(Quebec) Not only will the target that the Legault government set for catching up on surgeries not be reached in December, but there is no longer any target.
Posted at 4:37 p.m.
Caroline Plante
The Canadian Press
This is what the Minister of Health, Christian Dubé, admitted on Thursday during a press conference he organized in Quebec to provide an initial assessment of the Health Plan presented in 2022.
Currently, 10,707 Quebecers have been waiting for an operation for more than a year.
In May 2023, having missed his targets for 2021 and 2022, Mr. Dubé presented a third surgery catch-up plan which was to reduce the number of patients waiting for an operation for more than a year to 2,500, by as of December 31, 2024.
This will not be respected.
“I don’t think that at the current rate […] we will be able to reach 2500 in December, you would not take me seriously,” declared the minister, before adding that he did not have a new deadline “at the moment”.
Earlier, Prime Minister François Legault had conceded, during question period, that “we are talking about years to be able to empty the waiting lists.” According to him, “Quebecers understand the situation.”
The parliamentary leader of Québec solidaire, Gabriel Nadeau-Dubois, instead suggested to him that the “social contract” in Quebec was broken.
“You pay taxes then, whether you are rich or poor, the public system will take care of you within a reasonable time, then it will be free. Under the leadership of the Prime Minister, this social contract was broken,” he said.
“Quebecers, they pay twice and they wait more than before: they pay once on their tax report then once on their credit card because they are forced to go to the private sector,” he said. -he added.
Liberal MP André Fortin spoke about Louise, a 70-year-old woman who was diagnosed with ovarian cancer and had to wait 11 months before having surgery. It was too late; she now has to undergo chemotherapy.
“There are hundreds of cases like Louise in Quebec,” said interim Liberal leader Marc Tanguay. In fact, more than 4,600 Quebecers are waiting for oncological surgery, 705 of whom are late, according to the Ministry of Health.
The situation is not improving. People are waiting longer to see their doctor, longer to see a specialist, longer to get their surgery. There it is, the assessment of Christian Dubé.

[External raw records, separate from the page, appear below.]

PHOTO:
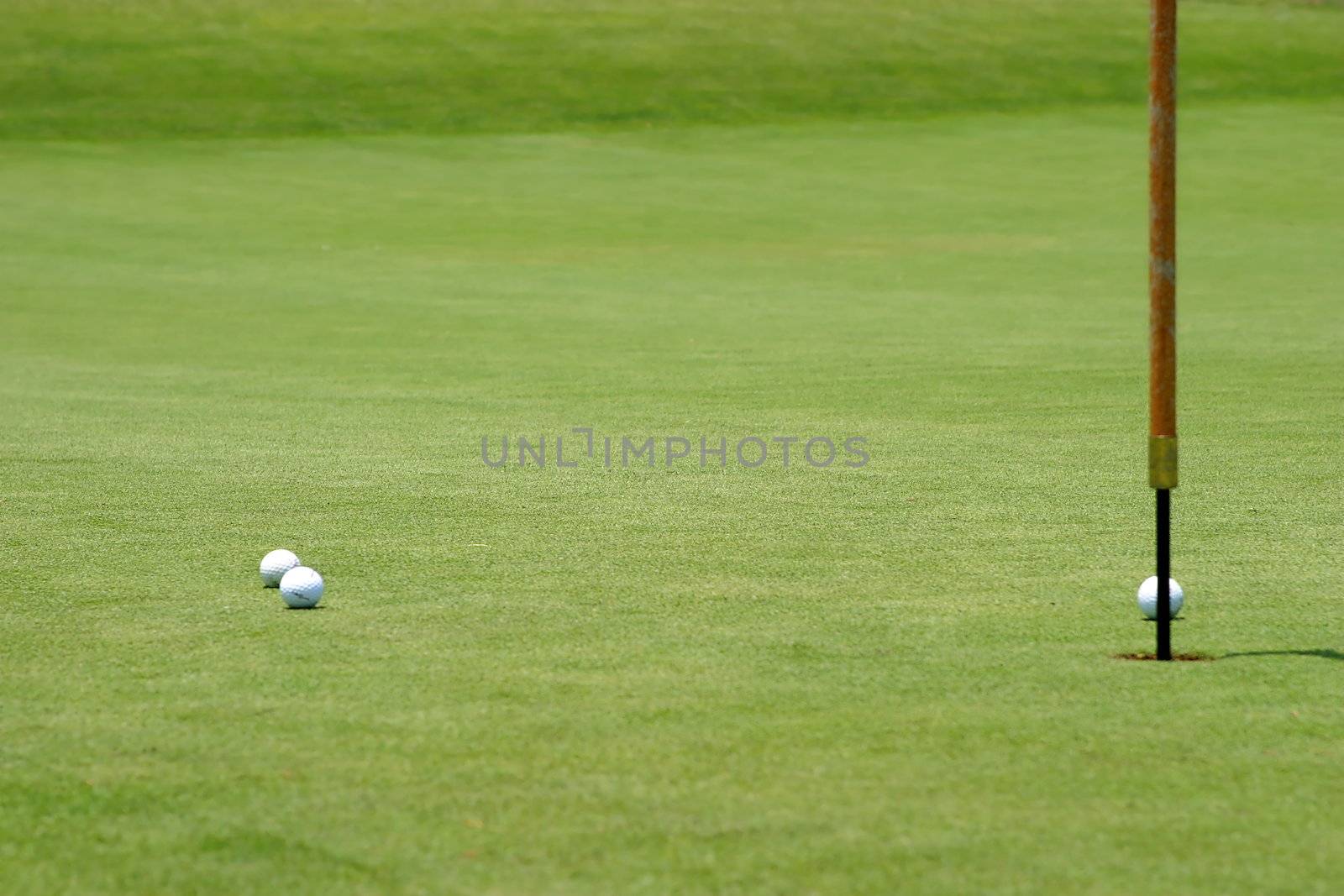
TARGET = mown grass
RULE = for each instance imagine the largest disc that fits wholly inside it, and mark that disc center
(248, 67)
(651, 681)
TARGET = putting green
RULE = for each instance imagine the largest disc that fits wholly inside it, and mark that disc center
(647, 681)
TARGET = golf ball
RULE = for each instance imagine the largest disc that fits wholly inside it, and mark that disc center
(302, 587)
(276, 564)
(1148, 598)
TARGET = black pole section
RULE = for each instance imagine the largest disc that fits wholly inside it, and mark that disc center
(1164, 574)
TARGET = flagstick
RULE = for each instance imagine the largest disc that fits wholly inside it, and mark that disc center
(1162, 296)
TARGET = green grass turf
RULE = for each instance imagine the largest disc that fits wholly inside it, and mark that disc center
(850, 681)
(96, 69)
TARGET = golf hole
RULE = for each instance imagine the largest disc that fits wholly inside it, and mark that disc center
(1176, 658)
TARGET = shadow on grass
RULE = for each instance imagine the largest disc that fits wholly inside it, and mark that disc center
(1324, 653)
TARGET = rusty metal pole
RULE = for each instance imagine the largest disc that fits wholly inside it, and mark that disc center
(1162, 295)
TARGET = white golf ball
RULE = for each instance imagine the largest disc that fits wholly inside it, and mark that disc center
(276, 564)
(302, 587)
(1148, 598)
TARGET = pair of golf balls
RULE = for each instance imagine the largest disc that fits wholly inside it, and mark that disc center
(299, 586)
(1148, 598)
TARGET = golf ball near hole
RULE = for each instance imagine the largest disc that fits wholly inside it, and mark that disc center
(1148, 598)
(276, 564)
(302, 587)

André Fortin, Liberal Party MP
PQ MP Joël Arseneau recalled that waiting times in emergency rooms have not decreased: Thursday morning, there were 31 hours of waiting at Saint-Jérôme Hospital, 30 hours at Maisonneuve Hospital. Rosemont and 27 hours at Anna-Laberge, he illustrated.
“Access to health care for Quebecers, […] it has deteriorated since the election of the Coalition Avenir Québec (CAQ), and everyone knows it, everyone sees it. Things are not getting better,” he complained.
At a press conference, Mr. Dubé said he was aware of the “challenges”, but was pleased to have signed an agreement with nurses, reduced the use of independent labor, as well as overtime compulsory, and increased admissions to medicine.
He promised that all Quebecers with a sun card will be taken care of by a health professional by the summer of 2026. Negotiations with doctors’ federations will therefore be “critical”, he said. recognized.
“There are things that we have improved,” insisted the Minister of Health. I see that the needle is moving. »
Private in health: a 2e mea culpa in 3 days
Furthermore, Christian Dubé continued, Thursday, to distance himself from the traditional position of the CAQ on the place of private health.
He first admitted at a press conference that his party had “overused” the private mini-hospitals project during the 2022 electoral campaign.
What I think is overused, or perhaps misunderstood, including us, when we were on the electoral campaign, perhaps we should have clarified what is private. Is it the building or is it the doctors?
Christian Dubé, Minister of Health
“When we talked about private hospitals, it was very clear to me after some time that we should have made it clear that it is the question of the building which is private, and not the principle of the private hospital in terms billing. »
Mr. Dubé also said he found it “unacceptable” that Quebecers were forced to go to the private sector to take a strep test, for example. “That’s why I said that at a given moment, we had to stop the private sector on certain aspects,” he said.
On Tuesday, he declared four times during an inquiry in the National Assembly that he wanted to “wean” the health network from the private sector, before apologizing, two hours later, for having used the wrong verb. .
Prime Minister Legault repeated this week that in his opinion, the private sector would remain complementary to the public network.